Sırat kadar keskin bir hayatın ortasındaydım,
Yüreğimde mutedil sevdaları, gözlerimde yarınları ve çözülmemiş sırları taşıyordum,
Yıldızsız gecelerin perde aralıklarından,
Ve bir mum aleviyle aydınlanan odalardan Fakülte kantinlerinden.
Otobüs duraklarından,
Gürültülü meydanlardan.
Ve inançlarımı boyadığım şehrin duvarlarından,
Bir gök gürültüsü gibi titreyip göğsümü kavgalara veriyordum,
Omzuma aldığım yük yığınların kurtuluşuydu,
İşte bu yüzden umutlarımı yuvasına sürülmüş bir mermi gibi yorulmadan, bıkmadan içimde taşıyordum.
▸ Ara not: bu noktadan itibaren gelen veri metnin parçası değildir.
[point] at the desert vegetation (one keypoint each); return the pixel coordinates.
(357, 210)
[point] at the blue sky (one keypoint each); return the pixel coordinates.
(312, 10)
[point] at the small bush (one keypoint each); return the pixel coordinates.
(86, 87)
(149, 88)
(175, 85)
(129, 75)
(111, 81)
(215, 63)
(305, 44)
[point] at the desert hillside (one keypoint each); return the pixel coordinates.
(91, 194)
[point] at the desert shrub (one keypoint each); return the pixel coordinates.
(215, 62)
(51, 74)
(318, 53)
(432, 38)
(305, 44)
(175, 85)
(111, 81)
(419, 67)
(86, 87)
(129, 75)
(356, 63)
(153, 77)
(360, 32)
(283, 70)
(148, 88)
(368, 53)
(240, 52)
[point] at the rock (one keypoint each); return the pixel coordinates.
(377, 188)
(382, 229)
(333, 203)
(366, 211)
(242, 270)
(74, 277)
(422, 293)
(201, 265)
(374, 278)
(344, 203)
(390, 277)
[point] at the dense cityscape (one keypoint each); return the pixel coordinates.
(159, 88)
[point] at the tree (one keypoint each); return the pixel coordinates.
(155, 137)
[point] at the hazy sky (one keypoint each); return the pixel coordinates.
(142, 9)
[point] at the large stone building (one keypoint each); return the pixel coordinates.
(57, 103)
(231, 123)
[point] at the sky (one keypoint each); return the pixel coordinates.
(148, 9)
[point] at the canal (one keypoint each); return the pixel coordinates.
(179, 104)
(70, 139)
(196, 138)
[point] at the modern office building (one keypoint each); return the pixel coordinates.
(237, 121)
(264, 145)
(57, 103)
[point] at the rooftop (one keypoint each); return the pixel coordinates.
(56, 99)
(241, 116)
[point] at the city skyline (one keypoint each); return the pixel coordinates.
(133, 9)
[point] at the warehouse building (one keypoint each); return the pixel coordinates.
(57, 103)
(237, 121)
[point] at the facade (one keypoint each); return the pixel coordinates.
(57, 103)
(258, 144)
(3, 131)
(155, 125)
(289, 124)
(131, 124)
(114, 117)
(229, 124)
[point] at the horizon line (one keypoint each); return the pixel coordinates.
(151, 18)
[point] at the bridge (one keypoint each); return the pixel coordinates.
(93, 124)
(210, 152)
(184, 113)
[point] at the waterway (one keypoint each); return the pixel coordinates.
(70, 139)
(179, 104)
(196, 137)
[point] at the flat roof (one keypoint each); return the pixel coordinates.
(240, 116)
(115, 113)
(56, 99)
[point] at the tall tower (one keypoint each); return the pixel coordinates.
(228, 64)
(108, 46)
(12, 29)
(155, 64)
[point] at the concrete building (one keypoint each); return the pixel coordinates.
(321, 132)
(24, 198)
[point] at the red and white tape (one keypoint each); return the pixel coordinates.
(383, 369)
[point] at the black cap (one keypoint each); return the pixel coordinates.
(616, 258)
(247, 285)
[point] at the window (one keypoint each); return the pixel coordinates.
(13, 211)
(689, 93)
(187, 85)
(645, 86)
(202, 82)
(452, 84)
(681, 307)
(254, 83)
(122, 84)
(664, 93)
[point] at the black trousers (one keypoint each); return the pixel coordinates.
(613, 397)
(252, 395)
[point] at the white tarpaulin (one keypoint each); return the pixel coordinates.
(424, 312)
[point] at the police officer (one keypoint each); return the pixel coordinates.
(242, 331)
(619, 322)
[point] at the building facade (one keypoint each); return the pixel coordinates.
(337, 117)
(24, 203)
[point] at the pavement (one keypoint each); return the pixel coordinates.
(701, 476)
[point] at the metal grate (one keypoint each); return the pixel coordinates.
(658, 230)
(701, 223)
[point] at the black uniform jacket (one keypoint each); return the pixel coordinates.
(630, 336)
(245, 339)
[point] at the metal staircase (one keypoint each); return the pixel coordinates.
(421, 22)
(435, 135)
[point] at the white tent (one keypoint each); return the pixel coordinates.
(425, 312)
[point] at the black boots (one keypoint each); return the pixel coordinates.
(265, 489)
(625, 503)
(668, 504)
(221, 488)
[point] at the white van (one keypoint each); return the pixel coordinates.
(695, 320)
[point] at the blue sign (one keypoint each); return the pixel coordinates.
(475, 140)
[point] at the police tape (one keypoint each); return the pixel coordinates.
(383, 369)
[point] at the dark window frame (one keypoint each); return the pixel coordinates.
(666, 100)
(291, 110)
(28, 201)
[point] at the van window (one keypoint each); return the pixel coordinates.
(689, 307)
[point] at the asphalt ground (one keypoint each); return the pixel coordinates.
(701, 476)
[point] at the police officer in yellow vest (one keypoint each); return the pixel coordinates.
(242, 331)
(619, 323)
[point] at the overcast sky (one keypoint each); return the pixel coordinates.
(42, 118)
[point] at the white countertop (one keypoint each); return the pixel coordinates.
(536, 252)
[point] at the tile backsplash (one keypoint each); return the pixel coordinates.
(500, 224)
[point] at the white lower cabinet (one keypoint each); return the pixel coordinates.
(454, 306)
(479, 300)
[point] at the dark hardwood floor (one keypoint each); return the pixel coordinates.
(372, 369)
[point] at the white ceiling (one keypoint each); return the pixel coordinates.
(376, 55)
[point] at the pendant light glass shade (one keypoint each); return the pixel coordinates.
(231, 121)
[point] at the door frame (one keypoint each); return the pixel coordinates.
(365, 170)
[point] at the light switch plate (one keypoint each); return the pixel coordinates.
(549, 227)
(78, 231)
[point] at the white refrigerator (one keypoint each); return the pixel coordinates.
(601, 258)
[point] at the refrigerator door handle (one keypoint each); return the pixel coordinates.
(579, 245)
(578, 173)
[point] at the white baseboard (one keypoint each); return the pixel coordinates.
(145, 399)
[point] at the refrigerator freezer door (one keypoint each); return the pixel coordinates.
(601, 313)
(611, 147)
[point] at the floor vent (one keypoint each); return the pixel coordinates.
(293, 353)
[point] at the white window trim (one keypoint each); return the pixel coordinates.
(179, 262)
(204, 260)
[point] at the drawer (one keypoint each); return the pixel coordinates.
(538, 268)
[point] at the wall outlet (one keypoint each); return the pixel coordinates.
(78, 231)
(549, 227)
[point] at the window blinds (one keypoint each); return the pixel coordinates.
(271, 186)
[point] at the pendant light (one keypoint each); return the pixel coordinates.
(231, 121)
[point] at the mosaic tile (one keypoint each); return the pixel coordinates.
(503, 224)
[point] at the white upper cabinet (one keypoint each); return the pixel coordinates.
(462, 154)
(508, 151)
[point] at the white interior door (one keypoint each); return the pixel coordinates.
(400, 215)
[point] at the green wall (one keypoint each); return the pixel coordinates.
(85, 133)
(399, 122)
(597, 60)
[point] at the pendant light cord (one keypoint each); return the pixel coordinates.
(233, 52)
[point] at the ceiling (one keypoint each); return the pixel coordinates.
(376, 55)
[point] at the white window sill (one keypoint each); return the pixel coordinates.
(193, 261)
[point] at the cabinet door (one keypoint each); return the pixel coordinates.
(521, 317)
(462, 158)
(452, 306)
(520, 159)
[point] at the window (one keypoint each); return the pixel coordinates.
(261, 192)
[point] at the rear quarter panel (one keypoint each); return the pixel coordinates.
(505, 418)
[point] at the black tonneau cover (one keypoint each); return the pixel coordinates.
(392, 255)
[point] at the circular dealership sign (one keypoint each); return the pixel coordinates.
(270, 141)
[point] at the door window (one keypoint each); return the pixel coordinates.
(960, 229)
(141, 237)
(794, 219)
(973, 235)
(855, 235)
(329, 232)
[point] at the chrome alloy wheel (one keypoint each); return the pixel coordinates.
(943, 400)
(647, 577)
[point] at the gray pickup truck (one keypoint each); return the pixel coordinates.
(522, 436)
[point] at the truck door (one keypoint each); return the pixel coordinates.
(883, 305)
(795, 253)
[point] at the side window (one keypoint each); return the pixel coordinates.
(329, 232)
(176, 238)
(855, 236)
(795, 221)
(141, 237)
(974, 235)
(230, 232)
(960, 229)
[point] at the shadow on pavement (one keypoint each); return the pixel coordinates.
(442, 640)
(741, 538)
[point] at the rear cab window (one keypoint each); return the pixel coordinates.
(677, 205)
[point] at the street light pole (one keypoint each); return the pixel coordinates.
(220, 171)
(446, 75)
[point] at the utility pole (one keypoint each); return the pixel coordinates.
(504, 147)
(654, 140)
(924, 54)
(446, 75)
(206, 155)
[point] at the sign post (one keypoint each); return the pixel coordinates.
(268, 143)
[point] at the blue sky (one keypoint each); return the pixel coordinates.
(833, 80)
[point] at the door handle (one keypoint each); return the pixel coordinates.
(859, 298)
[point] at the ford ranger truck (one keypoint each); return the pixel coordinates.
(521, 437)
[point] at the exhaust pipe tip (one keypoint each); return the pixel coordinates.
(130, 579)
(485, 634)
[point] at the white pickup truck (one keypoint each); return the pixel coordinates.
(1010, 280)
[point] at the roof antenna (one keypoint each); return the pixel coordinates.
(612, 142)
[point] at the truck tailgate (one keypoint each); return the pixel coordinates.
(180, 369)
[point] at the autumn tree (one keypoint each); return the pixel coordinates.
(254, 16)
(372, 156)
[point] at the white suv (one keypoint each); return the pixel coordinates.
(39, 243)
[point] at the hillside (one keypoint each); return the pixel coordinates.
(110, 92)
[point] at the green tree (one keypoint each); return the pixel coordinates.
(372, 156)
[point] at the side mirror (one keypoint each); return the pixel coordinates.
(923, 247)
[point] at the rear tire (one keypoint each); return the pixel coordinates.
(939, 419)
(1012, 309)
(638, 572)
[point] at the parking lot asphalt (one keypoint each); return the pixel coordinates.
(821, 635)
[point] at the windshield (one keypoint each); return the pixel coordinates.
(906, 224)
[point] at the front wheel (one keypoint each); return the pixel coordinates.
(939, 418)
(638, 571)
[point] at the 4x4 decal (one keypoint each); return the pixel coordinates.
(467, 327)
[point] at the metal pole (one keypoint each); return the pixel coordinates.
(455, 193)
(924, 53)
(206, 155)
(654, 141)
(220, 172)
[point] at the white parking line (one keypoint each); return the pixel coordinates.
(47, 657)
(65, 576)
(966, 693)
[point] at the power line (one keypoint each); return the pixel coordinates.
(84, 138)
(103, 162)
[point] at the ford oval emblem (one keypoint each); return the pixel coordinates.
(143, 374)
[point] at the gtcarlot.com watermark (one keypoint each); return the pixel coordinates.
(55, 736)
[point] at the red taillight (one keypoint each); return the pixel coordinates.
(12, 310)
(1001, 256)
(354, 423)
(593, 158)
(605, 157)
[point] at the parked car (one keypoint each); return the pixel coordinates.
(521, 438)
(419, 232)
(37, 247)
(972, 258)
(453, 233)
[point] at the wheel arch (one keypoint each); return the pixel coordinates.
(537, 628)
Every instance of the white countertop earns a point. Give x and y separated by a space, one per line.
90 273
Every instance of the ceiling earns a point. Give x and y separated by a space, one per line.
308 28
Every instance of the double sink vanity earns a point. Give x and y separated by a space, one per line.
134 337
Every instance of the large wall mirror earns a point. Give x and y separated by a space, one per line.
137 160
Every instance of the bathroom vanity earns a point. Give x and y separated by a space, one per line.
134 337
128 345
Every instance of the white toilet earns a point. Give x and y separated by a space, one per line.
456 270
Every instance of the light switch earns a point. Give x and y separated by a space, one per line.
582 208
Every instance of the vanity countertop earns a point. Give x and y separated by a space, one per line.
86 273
Ağlamadan. Korkmadan. Ve aykırı yaşamanın bilinciyle gözlerimi kırpmadan,
Gülerek göğüsledim kurşunları,
Ben, ölerek yaşatmanın ne olduğunu yıllar önce önde gidenlerden öğrenmiştim,
Taze bileklerimi,
Gök gözlerimi…
Ve içimi çoktan hazırlamıştım hırçın kavgalara,
Kaldırımlarda büyümüş biri için kaldırımlara yığılmak zor değildi,
Zor değildi cebinde kefen parası olmayan biri için herşeyi yüzüstü bırakmak,
Şimdi şimdi sağ ve sol omzumda yazılı olanlardan başka herşeyi ama herşeyi size bırakıyorum. Size…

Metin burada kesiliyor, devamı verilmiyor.